More than a million people living along the coastlines of South Carolina and Virginia have been ordered to evacuate their homes on Tuesday, as parts of America’s mid-Atlantic coast brace for what could be the most powerful storm to ever hit the region.
Hurricane Florence is expected to bring potentially catastrophic winds, flooding and storm surge. Forecasters predict it will make landfall sometime late Thursday.
Currently rated as a category 4 storm – the second most powerful on the national weather service’s (NWS) classification system – Florence would be the first storm of that magnitude in recorded history to strike the eastern coastline so far north if it remains on its most likely track.
In its latest advisory, the US national hurricane center (NHC) said the storm is expected to be an extremely dangerous major hurricane through Thursday.
Florence “is particularly big, particularly strong and … there’s nothing stopping it,” the South Carolina governor Henry McMaster said at a news conference on Monday. “And when it hits the Gulf Stream in warmer water, it’s going to [intensify] even more.”
McMaster ordered the evacuation of coastal areas to start at noon on Tuesday as Hurricane Florence approaches. He said the storm surge could reach as high as 10ft (3m) and estimated that 1 million residents would be leaving the coast.
“We know this evacuation order I’m issuing is going to be inconvenient,” McMaster said of the decision. “But we’re willing to suffer some inconvenience.” He added that the disruption was worth the effort to save lives.
“This is a big, big hurricane,” McMaster said, noting that wind speeds are predicted to be more violent than in either of the the region’s two most damaging storms of the past 30 years.
Virginia’s governor ordered a mandatory evacuation for some residents of low-lying coastal areas beginning on Tuesday morning. State officials say 245,000 people live in the affected area, but officials warned the storm could affect the entire state.
McMaster declared a state of emergency on Saturday. The governors of Virginia, North Carolina and Maryland have done the same. The designation gives officials the power to do order evacuations, establish shelters, prohibit travel and impose curfews.
“Take steps now,” said North Carolina governor Roy Cooper over the weekend. On Monday he said: “We do know that we’re in the bull’s-eye.”
On Monday afternoon, Donald Trump cancelled a scheduled appearance for Friday in Jackson, Mississippi. He was due to campaign for Senate candidate Cindy Hyde-Smith.
The NWS is predicting “life-threatening” storm surge and inland freshwater flooding, with some models predicting upwards of 2ft of rainfall. With winds of up to 150mph forecast, Florence will likely fell tree limbs and trigger power outages.
Some forecasters are concerned that the storm appears likely to slow dramatically at about the time of landfall, like 2017’s Hurricane Harvey, which stalled out Houston, dropping huge amounts of rain over several days. That storm brought $125bn in damage last summer, mostly in Texas.

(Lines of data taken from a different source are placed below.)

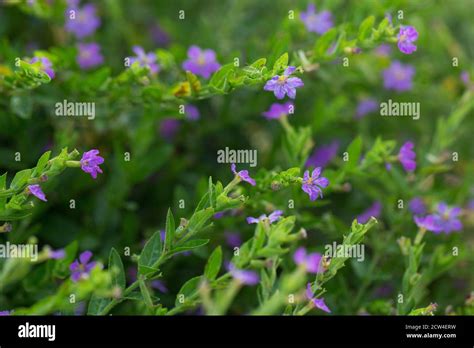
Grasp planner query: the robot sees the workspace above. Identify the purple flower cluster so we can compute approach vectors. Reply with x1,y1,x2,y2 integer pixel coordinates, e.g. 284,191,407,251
230,163,256,186
263,66,304,99
81,149,104,179
183,45,221,79
397,25,418,54
247,210,283,224
26,185,48,202
398,141,416,172
76,42,104,70
262,102,294,120
69,250,97,282
413,202,463,234
130,46,160,74
30,57,56,79
300,4,333,34
301,167,329,201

Florence stands a significant chance of joining 2017’s Harvey and Irma as just the third storm to make landfall on the US mainland at category 4 strength (or higher) since 2005. When storms of that magnitude hit the lower 48 states, they usually travel through the warmer waters of the Caribbean and Gulf of Mexico and rarely make landfall so far north up the eastern Atlantic coast. The last storm to hit the Carolinas as a category 4 was Hurricane Hugo nearly 30 years ago in 1989.
Florida governor Rick Scott, whose state experiences the most hurricane-force storms in the US, pledged resources, expertise and guidance to the three states in which emergencies have been declared.

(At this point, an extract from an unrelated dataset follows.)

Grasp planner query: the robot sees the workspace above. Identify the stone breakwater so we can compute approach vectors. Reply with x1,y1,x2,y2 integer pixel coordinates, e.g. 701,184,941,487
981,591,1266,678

Officials in North Carolina have already issued mandatory evacuation orders for coastal Dare County and Hatteras Island. The governor also waived certain restrictions for trucks and heavy vehicles to help farmers harvest crops and move livestock before the storm, officials said.

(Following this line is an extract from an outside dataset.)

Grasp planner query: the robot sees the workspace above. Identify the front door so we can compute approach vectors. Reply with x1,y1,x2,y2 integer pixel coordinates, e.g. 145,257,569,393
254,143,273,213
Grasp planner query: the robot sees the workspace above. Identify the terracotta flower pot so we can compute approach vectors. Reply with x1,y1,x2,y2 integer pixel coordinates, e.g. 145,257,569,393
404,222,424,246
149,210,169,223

“North Carolina is no stranger to hurricanes,” Cooper said Monday, at least partially alluding to the devastating effects of Hurricane Matthew, which struck the Carolinas as a category 1 storm in October 2016 killing 34 in the US, after cutting a vicious path across the Caribbean, killing more than 1,000 in Haiti.
Off the state’s coast, large sea swells and dangerous rip currents were already apparent over the weekend, foreshadowing the storm’s arrival. Beachgoers have been warned to avoid the ocean, and ferries that service the state’s coast have been canceled.
In Virginia, home to the world’s largest sea base, the US navy has ordered all ships to sea in preparation for the storm, where they can more safely ride out the violent wind and waves.